Site Reliability Engineer
Location:San Jose, California, US
Area of InterestEngineer - Software
Technology InterestBig Data, Analytics, Cloud and Data Center
Site Reliability Engineer
What You'll Do
You are deeply motivated Site Reliability engineer with background in DevOps/SRE software development and operations. Ideal candidate must have experience building, shipping and operating software-as-a-service (SaaS) product. Ideal candidate would have managed such products using Cloud Native Principles and exposed to cloud technologies. This position will enable Continuous Monitoring & Management of infrastructure while providing timely response within designated SLA times to service effecting faults and performance issues. As an SRE you will work closely with our Managed Services Team to diagnose & characterize issues to provide continuous improvement and to develop infrastructure best practices. As SRE you will be driven to build highly scalable, fault-tolerant, and easy to administer infrastructure. You must be pro-active and organized, diligent about documentation, and passionate about monitoring and automating everything.
This can only be accomplished by a candidate with substantial real-world experience actually building, deploying and operating distributed systems using cloud technologies.
Who You'll Work With
Cisco is transforming the networking industry. To make this happen, we are heavily investing in team responsible for The Network. Intuitive. We are disrupting the industry by building a new networking platform that can learn, adapt, and secure itself at the speed of today’s businesses. This Digital Network Architecture platform automates network management and provides our customers with state-of-the-art analytics and insights. This team's innovations span artificial intelligence, machine learning, analytics, IoT, security, automation, and more.
Who You Are
This role is primarily to apply your SRE skills to create complete self-serve Software Delivery Machine. The targeted platform will support vast number of cloud and hybrid customers. The candidate is expected to have strong hands-on skills and will guide and contribute technically to the infrastructure engineering.
- Develop full-fledged software tooling to deliver programmable infrastructure (infrastructure as code)
- Develop tooling to drive end-to-end micro-services monitoring and management
- Implement Kubernetes compliance and best practices in terms of security, audits, network policies, reporting
- Develop Self-service Console to provide infrastructure visibility
· Manage the availability, scalability and performance of the Infrastructure platforms.
· Create the tools and infrastructure leveraged by the rest of the engineering teams
· Diagnose and repair network, application, and hardware bottlenecks
· Test and tune network, hardware, and software configurations to maximize performance
· Deploy and manage monitoring and diagnostic tools
· Monitoring systems, databases and networks for proper operation and performance.
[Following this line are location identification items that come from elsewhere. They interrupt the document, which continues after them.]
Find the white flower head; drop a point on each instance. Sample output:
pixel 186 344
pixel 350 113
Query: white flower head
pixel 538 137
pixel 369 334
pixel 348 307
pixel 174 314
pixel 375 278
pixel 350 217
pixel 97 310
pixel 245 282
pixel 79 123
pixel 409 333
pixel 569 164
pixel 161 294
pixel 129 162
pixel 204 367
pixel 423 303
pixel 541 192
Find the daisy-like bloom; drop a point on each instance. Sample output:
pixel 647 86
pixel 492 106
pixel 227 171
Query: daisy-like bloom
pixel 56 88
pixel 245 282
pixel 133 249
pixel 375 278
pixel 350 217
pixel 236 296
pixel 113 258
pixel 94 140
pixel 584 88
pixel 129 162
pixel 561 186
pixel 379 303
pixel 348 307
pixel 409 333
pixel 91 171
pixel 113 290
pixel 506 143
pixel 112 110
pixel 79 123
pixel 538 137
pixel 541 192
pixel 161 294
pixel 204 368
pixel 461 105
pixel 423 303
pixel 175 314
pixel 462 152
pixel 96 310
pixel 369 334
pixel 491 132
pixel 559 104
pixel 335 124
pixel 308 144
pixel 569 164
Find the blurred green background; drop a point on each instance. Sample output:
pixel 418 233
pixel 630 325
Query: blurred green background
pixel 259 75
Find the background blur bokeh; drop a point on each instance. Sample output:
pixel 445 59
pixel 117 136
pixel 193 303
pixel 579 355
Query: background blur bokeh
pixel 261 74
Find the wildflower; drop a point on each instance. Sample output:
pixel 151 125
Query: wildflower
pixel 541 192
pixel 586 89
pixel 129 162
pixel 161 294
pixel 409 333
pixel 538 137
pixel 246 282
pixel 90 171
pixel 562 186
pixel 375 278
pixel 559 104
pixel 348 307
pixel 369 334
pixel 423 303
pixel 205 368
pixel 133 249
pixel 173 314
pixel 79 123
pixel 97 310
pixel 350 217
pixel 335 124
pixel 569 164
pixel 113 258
· Providing a 7×24 on call support for the operations infrastructure.
· Create and maintain continuous integration (CI) and continuous deployment (CD) environments to facilitate an agile development process.
· Work is generally expected to take place during normal working hours however the Platform Operations Team provides Tier2 and Tier3 7x24x365 on call escalation and candidates should be flexible with schedules to meet the needs and demands of the business.
· Strong knowledge of core Enterprise LINUX (Red Hat/CentOS) with a focus upon building, maintaining, securing and performance tuning systems.
· Proven experience capacity planning, performance tuning, and infrastructure architecture. Experience scaling web, application, and data systems horizontally and vertically.
· Experience with K8S and other virtual infrastructure platforms.
· High-level shell fluency + one or more scripting languages ( Python, Go, Perl, or similar ).
· Experience with system automation using Ansible.
· Experience with monitoring, alerting, and pipeline analysis tools
· Experience with queuing/data-pipelining.
· Experience with SQL/NoSQL systems such as PostgresSQL, MySQL, Cassandra, or Redis.
· Experience in the development of operational procedures, processes, and scripts
The candidate expected to have strong hands-on skills and will guide and contribute technically to the product.
- BS/MS in Computer Science or related area
- Four or more years of relevant work experience
- Hands on experience working with Kubernetes infrastructure
- Kubernetes Certification is highly preferred
- Expert understanding of Kubernetes internals (clustering, scheduling, controllers, API server, etc.
- Very good understanding of container networking
- Very good software programming skills using Go/Python/YM
- Excellent understanding of microservices architecture
- Experience with Kubernetes monitoring tools (prometheus)
At Cisco, each person brings their unique talents to work as a team and make a difference. Yes, our technology changes the way the world works, lives, plays and learns, but our edge comes from our people.
We connect everything – people, process, data and things – and we use those connections to change our world for the better.
We innovate everywhere - From launching a new era of networking that adapts, learns and protects, to building Cisco Services that accelerate businesses and business results. Our technology powers entertainment, retail, healthcare, education and more – from Smart Cities to your everyday devices.
We benefit everyone - We do all of this while striving for a culture that empowers every person to be the difference, at work and in our communities.